Economics: There is good and bad in AMLO’s first 100 days

MEXICO - Report 18 Mar 2019 by Mauricio Gonzalez and Francisco González

The first months of the government of President Andrés Manuel López Obrador have produced striking contrasts in economic matters, although clearly there have been more negative than positive ones. With its de facto impact on the economy dating back at least to late October, when he announced intentions to cancel the Texcoco airport and there was talk of the postponement/cancellation of the energy reform bid rounds, the most important question on our balance sheet of the administration’s handling of the economy during these first 100 days is still the direction of the economy at a time of heightened uncertainty domestically and globally.

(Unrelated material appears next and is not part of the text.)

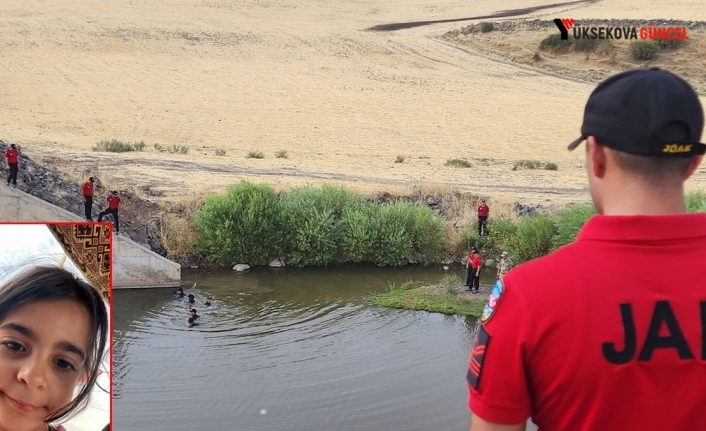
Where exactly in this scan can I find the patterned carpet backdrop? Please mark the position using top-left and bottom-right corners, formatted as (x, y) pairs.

The most significant developments on the promising side of the ledger include the extent to which consumer confidence continues to soar and consumer inflation continued to recede, breaking in February back within Banco de México’s 3% +/- 1pp target range for the first time since December 2016.

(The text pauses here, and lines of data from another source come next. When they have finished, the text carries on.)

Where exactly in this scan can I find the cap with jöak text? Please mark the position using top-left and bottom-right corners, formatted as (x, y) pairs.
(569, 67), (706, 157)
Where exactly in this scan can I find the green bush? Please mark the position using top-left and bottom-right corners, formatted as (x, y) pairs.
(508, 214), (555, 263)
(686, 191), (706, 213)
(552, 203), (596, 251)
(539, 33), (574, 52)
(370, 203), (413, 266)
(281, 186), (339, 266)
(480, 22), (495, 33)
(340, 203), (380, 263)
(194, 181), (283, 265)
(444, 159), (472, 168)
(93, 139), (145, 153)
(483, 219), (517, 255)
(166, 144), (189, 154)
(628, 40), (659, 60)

But the negative column is led by decreasing trends in production, consumption and investment indicators. We have seen a negative trend in industrial output dating back to October and reaffirmed in the latest report (January), and a drop in electricity production bodes ill for the broader economy. Private consumption showed its least pronounced growth in December, the National Retail Association reported another month of negative sales in February, and domestic sales of autos declined almost two percentage points during the first two months of the year.

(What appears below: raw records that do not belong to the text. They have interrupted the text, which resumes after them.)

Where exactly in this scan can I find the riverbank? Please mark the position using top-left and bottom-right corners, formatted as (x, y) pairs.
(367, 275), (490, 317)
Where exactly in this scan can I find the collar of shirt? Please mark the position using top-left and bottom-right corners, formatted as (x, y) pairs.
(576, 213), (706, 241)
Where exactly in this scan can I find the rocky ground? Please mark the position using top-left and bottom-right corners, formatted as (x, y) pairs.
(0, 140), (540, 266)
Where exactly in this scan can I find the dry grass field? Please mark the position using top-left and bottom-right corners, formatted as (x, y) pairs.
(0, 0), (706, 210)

Those negative output trends are already weighing on employment and household incomes. Growth has already been trending lower in payroll employment and real wages, even before the data begins to reflect the massive layoffs the government implemented since assuming power and that generally involved employees who had been enjoying mid range and high purchasing power. Gross Fixed Investment (GFI) continues to contract, as does business sentiment.

In the same way, ratings agencies unimpressed by government efforts to shore up Pemex have been lowering their outlook and ratings on Mexican debt, while analysts continue to scale back their GDP growth forecasts for this year and next. Those moves add to the squeeze on public finance as revenues fall and spending grows.